Drain most of the water, leaving about ½ cup. Add the coconut paste to the pot with the vegetables. Stir gently. Cook on medium heat for 5–7 minutes, stirring carefully, until vegetables are fully cooked and the coconut paste has dried slightly and coated every piece.
The coconut paste absorbs the remaining vegetable cooking water, creating a thick coating. The fat in the coconut distributes the green chilli and cumin compounds throughout. The drying of the paste — it should not be wet and saucy — concentrates the coconut flavour and creates the characteristic texture of avial.
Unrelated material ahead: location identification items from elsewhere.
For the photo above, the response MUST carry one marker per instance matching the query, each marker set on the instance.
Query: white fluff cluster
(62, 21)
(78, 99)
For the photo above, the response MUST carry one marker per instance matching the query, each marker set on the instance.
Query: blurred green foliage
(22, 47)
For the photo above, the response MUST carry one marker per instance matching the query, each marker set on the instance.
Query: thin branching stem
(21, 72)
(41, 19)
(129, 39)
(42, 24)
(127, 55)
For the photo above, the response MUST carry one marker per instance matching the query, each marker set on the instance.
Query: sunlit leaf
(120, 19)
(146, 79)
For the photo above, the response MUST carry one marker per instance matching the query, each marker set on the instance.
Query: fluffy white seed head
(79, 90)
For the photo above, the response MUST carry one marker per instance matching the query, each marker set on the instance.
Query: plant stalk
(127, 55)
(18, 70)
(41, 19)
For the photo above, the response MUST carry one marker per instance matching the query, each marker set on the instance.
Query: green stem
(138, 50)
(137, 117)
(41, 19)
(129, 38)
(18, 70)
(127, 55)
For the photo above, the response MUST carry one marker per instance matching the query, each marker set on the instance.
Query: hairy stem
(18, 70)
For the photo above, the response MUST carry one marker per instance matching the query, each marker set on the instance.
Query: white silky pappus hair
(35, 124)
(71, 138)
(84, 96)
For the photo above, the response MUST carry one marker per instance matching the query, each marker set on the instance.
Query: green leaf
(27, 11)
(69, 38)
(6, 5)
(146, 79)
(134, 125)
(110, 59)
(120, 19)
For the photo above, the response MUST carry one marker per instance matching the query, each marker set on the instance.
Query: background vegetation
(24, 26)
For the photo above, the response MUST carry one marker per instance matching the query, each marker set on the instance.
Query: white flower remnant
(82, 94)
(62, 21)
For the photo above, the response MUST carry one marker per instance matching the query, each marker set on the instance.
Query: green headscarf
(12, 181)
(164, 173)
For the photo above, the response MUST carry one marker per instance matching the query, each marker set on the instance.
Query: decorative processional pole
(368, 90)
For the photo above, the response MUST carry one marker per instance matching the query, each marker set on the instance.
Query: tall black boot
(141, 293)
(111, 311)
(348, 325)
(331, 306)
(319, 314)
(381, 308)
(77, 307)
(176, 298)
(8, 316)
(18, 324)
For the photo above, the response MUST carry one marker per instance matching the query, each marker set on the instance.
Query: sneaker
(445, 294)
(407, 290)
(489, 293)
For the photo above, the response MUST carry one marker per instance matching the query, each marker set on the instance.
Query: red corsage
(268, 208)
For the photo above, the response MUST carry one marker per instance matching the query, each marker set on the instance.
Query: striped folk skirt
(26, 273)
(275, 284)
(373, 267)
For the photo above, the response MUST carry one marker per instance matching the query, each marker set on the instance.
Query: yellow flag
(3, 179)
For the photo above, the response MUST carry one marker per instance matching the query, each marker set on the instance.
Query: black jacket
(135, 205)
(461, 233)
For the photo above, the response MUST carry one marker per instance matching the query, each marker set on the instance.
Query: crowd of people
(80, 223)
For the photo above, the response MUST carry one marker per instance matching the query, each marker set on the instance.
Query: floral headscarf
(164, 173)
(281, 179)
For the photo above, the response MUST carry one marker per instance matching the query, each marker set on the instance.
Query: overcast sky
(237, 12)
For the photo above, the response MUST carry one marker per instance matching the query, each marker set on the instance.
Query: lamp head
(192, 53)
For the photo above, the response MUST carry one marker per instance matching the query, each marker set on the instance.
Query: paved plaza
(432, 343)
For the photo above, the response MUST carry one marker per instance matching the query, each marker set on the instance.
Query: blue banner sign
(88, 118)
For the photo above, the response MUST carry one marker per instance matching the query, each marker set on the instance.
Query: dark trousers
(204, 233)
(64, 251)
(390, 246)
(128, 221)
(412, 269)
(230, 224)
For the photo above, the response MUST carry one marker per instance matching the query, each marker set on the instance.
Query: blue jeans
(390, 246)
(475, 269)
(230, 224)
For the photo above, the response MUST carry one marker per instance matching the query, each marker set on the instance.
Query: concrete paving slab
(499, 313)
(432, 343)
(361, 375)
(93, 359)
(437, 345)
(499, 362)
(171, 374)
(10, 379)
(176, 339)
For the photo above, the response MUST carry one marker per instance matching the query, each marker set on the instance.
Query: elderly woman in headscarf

Remove from heat. Add whisked yogurt and curry leaves. Stir gently through. Drizzle raw coconut oil over the top. Do not cook after adding yogurt.
Yogurt is added off the heat to prevent curdling — the lactic acid in yogurt causes rapid protein coagulation above 70°C. The raw coconut oil is added last specifically because heating coconut oil destroys its distinctive fresh aromatic compounds (octanoic acid and decanoic acid) — cooking it nullifies these aromatics. The raw oil drizzle is aromatic, the cooked coconut paste is textural — two different functions.